Ze zat bij me in de klas en ze heette Wiesje.
Ik wilde wel met haar gaan. Maar hoe maakte je dat duidelijk?
In de tweede klas van de lagere school, de schrijfkunst net machtig, kon je het schriftelijk proberen.
Wiesje woonde in een flat aan de Laan van Meerdervoort. De ingang van het flatgebouw werd overkapt door een stenen dakje. Als je op een muurtje klom, bereikte je met gestrekte arm de onderkant van het dakje.
Opgehitst door een paar vriendjes, klauterde ik een keer na schooltijd op het muurtje en schreef met potlood een zeer bondige en kale liefdesboodschap op het stenen dakplafond:
kut
lul
Mijn eerste en enige graffiti heeft er jarenlang gestaan.
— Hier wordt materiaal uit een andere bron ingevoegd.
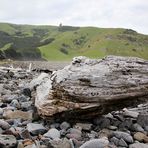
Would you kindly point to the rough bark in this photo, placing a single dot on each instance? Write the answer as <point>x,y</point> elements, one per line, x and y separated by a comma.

Weer en verkeer vervuilden het beton - de woorden bleven leesbaar. Als ik er langskwam zette ik de auto wel eens aan de kant om ernaar te gaan kijken.
Een keer heb ik er een foto van gemaakt. Dat was maar goed ook. Toen ik onlangs nog eens ging controleren, was het dakplafond stralend wit gekalkt.
Met Wiesje is het nooit wat geworden.